Canadian pension plans suffered reverses in the final two quarters of 2007, as the spreading global credit crunch hurt stock market performance, according to a survey just released by RBC Dexia Investor Services, which maintains the industry’s most comprehensive universe of Canadian pension plans and money managers.
Within the CAD 340 billion RBC Dexia universe, Canadian pension funds lost 0.5% in the quarter ended 31 December, returning a paltry 1.5% for the year.
“2007 was tumultuous, as the soaring loonie and spiking energy prices reached record highs, against a backdrop of tightening global credit and recessionary pressures in the US. However, after four consecutive years of double-digit annual returns, some weakening was in the cards,” says Don McDougall, director Advisory Services, RBC Dexia.
Canadian equities were the dominant asset class, producing a respectable 8.5% over the year, but lagging the S&P TSX Composite Index by 1.3%. “It was tough to beat the market in 2007, with gains concentrated in just a few stocks,” says McDougall.

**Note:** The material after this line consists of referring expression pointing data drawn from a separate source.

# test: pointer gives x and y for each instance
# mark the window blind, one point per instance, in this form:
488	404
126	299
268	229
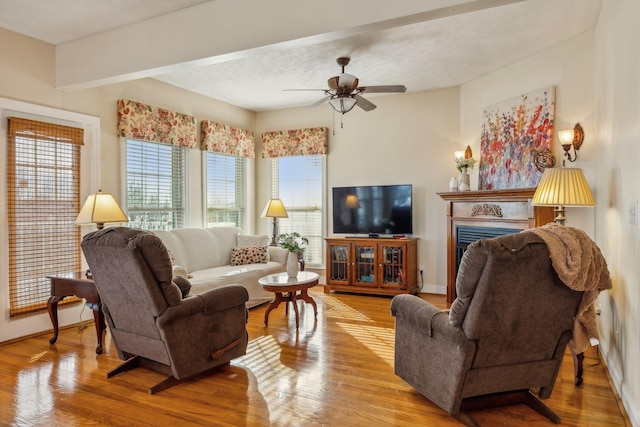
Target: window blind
155	183
299	183
225	189
43	201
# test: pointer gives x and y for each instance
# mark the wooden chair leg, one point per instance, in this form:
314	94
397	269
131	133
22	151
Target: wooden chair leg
164	384
502	399
128	365
533	402
466	419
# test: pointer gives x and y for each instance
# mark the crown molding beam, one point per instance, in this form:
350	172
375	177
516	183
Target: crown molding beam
223	30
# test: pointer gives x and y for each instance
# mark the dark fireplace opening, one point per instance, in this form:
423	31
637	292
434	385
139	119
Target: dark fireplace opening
465	235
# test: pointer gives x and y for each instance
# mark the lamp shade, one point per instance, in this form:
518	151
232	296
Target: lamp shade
563	187
99	209
274	209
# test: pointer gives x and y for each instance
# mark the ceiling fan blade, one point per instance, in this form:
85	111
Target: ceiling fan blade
333	83
383	89
363	103
321	101
314	90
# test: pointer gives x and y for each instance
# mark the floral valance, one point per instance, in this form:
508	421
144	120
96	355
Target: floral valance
140	121
225	139
295	142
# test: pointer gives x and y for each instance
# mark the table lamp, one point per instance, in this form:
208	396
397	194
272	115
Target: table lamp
560	187
99	209
274	209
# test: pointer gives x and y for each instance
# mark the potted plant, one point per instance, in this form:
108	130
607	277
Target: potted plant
295	244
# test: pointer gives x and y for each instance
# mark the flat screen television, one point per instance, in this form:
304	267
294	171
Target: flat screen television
373	210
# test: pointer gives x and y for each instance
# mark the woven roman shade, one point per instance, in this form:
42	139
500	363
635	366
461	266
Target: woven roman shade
43	199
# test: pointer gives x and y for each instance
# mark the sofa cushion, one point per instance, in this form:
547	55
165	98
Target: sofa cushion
248	241
251	255
247	275
251	240
200	248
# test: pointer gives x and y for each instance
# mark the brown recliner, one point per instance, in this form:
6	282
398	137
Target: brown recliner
151	324
504	336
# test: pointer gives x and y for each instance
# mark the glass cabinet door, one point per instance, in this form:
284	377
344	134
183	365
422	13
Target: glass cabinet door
339	259
365	265
392	265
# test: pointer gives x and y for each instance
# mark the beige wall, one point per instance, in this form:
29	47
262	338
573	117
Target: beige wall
617	107
408	139
569	68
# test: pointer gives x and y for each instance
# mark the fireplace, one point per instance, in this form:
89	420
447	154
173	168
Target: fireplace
473	215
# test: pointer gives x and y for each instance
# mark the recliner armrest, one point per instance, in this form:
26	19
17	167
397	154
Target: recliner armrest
212	301
223	298
425	316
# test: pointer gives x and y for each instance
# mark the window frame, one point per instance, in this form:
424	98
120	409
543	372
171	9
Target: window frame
184	211
284	223
244	209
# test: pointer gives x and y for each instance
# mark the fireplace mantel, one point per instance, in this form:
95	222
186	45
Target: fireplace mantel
510	208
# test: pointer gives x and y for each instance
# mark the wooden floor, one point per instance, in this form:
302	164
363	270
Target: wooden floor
334	371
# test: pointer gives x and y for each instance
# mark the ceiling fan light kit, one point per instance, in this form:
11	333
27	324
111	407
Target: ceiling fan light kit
344	93
343	104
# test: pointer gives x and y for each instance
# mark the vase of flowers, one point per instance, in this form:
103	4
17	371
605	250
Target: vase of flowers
295	244
463	165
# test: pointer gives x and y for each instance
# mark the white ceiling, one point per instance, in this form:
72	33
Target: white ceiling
453	42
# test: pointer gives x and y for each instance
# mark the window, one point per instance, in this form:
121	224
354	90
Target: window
155	185
43	201
225	189
298	181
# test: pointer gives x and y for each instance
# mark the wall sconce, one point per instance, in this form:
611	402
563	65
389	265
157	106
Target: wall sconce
571	137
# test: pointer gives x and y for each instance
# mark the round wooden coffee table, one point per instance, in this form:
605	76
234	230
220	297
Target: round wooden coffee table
280	283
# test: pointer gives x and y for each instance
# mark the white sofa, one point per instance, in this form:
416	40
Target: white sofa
205	256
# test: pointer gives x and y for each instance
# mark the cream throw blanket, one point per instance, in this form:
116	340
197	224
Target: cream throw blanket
580	265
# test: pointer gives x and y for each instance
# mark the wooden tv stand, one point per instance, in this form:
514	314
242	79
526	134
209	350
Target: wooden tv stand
378	266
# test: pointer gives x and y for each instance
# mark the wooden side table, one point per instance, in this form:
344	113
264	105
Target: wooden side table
82	287
280	283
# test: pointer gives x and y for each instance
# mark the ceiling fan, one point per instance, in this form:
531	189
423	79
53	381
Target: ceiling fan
344	93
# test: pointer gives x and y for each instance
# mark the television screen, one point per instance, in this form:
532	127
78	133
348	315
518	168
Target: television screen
372	209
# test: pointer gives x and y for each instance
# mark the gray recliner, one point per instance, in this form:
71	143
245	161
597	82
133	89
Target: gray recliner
504	336
151	323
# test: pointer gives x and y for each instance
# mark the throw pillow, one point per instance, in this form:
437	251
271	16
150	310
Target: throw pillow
183	284
253	255
172	257
253	241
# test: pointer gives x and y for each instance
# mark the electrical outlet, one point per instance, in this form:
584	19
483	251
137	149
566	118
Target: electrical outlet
633	212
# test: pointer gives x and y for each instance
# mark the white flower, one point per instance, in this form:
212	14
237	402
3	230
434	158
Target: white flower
465	163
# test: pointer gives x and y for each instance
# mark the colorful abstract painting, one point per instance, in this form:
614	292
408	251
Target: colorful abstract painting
512	132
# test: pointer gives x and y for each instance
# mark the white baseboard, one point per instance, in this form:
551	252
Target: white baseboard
621	387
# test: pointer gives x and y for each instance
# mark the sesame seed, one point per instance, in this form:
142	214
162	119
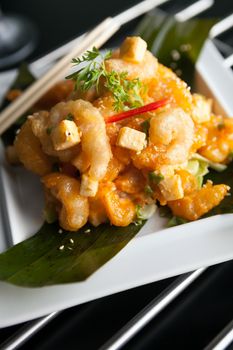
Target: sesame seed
178	72
175	55
185	47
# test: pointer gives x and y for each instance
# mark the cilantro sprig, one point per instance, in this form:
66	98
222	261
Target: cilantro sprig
126	93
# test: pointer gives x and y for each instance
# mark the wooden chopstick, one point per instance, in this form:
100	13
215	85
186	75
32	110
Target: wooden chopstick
96	37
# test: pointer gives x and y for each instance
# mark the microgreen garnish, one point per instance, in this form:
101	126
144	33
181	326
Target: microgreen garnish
155	178
126	93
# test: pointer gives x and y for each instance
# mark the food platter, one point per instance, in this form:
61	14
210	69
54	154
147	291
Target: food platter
155	253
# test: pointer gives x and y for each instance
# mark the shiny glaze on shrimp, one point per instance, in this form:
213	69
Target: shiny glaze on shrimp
174	129
74	207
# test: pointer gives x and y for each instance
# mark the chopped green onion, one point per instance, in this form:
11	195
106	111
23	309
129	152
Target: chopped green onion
148	190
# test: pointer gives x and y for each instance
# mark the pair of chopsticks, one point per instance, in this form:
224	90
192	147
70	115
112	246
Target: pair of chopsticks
96	37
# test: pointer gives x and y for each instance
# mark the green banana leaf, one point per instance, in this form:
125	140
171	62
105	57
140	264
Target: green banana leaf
50	257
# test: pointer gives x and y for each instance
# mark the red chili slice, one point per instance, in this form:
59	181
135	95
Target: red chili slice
132	112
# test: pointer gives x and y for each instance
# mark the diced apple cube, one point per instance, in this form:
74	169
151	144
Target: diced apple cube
65	135
131	139
171	188
201	110
133	49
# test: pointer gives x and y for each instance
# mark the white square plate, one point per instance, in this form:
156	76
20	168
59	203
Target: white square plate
155	253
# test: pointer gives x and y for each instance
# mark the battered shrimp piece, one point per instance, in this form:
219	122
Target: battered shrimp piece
29	151
95	143
219	142
134	59
74	207
174	129
43	124
198	203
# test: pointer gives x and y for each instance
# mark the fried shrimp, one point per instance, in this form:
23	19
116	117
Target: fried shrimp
95	143
174	129
29	152
130	134
74	210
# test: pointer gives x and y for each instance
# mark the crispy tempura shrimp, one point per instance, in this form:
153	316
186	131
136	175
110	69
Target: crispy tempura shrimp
28	150
43	123
74	210
95	143
174	129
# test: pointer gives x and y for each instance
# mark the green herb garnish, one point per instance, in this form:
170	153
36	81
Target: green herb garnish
70	117
126	93
155	178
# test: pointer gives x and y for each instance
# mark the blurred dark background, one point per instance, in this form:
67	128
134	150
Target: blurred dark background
59	21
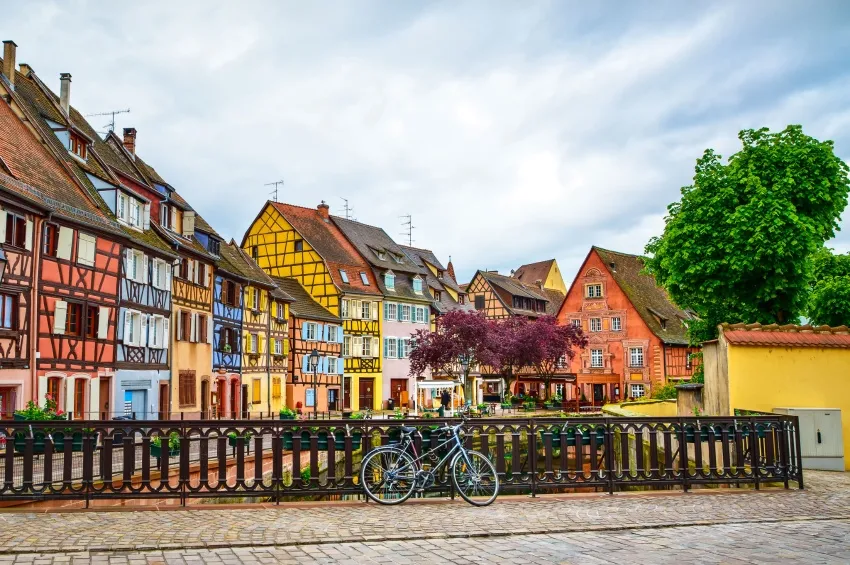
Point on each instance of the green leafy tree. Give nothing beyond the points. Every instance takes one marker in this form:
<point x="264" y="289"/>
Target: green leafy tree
<point x="829" y="301"/>
<point x="738" y="246"/>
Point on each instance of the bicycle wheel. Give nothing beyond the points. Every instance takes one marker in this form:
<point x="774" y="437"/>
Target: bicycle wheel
<point x="387" y="475"/>
<point x="476" y="481"/>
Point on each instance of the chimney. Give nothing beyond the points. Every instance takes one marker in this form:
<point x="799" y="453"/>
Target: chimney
<point x="324" y="211"/>
<point x="65" y="92"/>
<point x="130" y="141"/>
<point x="9" y="49"/>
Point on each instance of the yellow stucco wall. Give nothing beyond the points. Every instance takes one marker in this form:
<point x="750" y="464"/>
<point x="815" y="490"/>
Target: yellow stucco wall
<point x="764" y="378"/>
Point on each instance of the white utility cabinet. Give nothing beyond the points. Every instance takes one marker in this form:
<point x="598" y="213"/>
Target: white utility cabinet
<point x="821" y="439"/>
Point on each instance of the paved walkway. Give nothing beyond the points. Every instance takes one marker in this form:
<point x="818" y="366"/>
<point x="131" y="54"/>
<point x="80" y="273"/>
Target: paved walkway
<point x="556" y="528"/>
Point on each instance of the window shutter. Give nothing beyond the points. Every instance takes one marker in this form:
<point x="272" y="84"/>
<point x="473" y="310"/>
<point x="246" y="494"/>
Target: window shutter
<point x="28" y="241"/>
<point x="103" y="322"/>
<point x="59" y="314"/>
<point x="63" y="247"/>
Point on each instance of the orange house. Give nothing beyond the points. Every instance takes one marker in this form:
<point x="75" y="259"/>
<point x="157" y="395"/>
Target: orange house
<point x="637" y="338"/>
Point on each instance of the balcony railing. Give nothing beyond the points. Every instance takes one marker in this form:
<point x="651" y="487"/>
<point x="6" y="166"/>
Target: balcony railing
<point x="275" y="459"/>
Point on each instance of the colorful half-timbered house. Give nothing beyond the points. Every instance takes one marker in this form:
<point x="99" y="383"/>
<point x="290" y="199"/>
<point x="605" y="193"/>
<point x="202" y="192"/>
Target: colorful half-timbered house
<point x="304" y="244"/>
<point x="313" y="327"/>
<point x="406" y="308"/>
<point x="637" y="336"/>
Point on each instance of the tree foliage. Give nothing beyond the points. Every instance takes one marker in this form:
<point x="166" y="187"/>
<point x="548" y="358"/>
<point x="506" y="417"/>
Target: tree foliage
<point x="737" y="247"/>
<point x="829" y="301"/>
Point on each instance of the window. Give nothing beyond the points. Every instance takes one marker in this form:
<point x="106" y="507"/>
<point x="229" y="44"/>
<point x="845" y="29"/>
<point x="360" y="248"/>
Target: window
<point x="50" y="244"/>
<point x="310" y="331"/>
<point x="86" y="249"/>
<point x="187" y="392"/>
<point x="74" y="323"/>
<point x="390" y="349"/>
<point x="8" y="311"/>
<point x="16" y="230"/>
<point x="390" y="312"/>
<point x="78" y="146"/>
<point x="92" y="321"/>
<point x="596" y="358"/>
<point x="636" y="357"/>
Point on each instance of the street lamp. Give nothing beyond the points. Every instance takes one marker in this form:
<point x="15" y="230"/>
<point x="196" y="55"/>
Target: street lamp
<point x="314" y="366"/>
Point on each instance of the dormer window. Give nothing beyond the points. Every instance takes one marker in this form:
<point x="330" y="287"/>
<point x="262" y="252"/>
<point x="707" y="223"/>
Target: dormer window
<point x="78" y="146"/>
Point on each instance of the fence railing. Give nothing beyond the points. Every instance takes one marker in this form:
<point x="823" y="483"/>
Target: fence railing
<point x="90" y="460"/>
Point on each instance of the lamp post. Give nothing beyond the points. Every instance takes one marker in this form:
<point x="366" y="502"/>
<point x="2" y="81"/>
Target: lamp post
<point x="314" y="366"/>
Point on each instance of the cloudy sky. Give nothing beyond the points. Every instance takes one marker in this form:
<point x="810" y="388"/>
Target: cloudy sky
<point x="511" y="131"/>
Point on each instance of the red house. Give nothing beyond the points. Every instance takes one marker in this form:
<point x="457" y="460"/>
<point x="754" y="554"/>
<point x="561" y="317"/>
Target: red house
<point x="637" y="336"/>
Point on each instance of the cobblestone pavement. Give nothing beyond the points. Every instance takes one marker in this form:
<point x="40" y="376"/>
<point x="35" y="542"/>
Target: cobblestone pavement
<point x="548" y="520"/>
<point x="807" y="542"/>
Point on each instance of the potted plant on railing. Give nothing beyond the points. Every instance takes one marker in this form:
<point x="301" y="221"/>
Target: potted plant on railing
<point x="172" y="445"/>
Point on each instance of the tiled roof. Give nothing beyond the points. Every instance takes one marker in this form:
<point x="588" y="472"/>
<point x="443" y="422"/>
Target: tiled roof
<point x="303" y="305"/>
<point x="329" y="242"/>
<point x="533" y="272"/>
<point x="786" y="336"/>
<point x="650" y="300"/>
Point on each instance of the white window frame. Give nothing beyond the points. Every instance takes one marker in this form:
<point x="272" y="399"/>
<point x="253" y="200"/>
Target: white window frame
<point x="594" y="353"/>
<point x="636" y="357"/>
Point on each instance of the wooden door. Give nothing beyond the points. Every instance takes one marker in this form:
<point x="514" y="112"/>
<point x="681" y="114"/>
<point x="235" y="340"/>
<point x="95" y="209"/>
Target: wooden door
<point x="105" y="383"/>
<point x="367" y="393"/>
<point x="346" y="393"/>
<point x="398" y="391"/>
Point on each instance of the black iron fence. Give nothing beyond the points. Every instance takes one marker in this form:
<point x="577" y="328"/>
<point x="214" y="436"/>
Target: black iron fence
<point x="274" y="459"/>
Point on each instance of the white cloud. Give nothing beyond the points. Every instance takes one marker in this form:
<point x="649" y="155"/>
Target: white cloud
<point x="511" y="133"/>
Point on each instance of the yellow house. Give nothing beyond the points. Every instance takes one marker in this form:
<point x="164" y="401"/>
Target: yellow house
<point x="304" y="244"/>
<point x="763" y="368"/>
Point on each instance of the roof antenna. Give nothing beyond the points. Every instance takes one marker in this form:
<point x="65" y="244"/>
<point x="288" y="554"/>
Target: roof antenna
<point x="408" y="233"/>
<point x="347" y="209"/>
<point x="274" y="192"/>
<point x="111" y="125"/>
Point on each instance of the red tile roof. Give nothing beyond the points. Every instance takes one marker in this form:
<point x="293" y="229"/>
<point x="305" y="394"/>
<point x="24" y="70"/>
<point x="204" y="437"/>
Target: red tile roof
<point x="786" y="336"/>
<point x="329" y="242"/>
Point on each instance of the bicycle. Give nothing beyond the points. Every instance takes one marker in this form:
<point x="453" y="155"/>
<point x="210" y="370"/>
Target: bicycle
<point x="390" y="474"/>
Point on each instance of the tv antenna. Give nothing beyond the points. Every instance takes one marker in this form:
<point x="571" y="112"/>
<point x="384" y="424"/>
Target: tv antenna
<point x="273" y="193"/>
<point x="111" y="125"/>
<point x="347" y="209"/>
<point x="408" y="232"/>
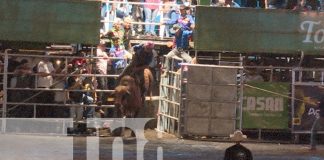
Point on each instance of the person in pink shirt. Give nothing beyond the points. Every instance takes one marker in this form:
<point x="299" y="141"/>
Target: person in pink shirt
<point x="101" y="66"/>
<point x="150" y="12"/>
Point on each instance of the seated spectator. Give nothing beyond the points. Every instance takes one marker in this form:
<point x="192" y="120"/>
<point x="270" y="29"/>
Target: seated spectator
<point x="128" y="29"/>
<point x="118" y="52"/>
<point x="150" y="12"/>
<point x="117" y="31"/>
<point x="182" y="18"/>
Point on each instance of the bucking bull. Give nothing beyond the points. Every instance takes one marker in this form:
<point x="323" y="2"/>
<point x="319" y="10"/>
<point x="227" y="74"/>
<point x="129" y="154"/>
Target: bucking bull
<point x="129" y="97"/>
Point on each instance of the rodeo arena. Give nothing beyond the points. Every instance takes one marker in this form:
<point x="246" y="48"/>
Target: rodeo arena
<point x="162" y="79"/>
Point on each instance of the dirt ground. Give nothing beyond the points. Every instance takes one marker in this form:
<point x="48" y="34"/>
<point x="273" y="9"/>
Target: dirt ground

The top three contributors generated more than half the TSX return in 2007: Research in Motion, Potash Corporation of Saskatchewan and Alcan.
“Again in 2007, currency was a critical factor for Canadian-based investors,” says McDougall. Year-over-year, Canada’s dollar appreciated by more than 12% against a basket of world currencies, including 16% against the US Dollar, 15% against the British Pound and 9% against the Japanese Yen. “The loonie’s remarkable ascent against major currencies prevented most pension plans from benefiting from rising foreign stock markets,” adds McDougall.
The MSCI World Index’s 4.7% gain in local currency terms translated into a loss of 7.5% for the year, once exchange rates were taken into account. Canadian bonds earned only 3.4% for the year, despite a solid 2.6% rise in the final quarter their worst annual performance since 1999 and 0.3% behind the DEX Universe Bond Index.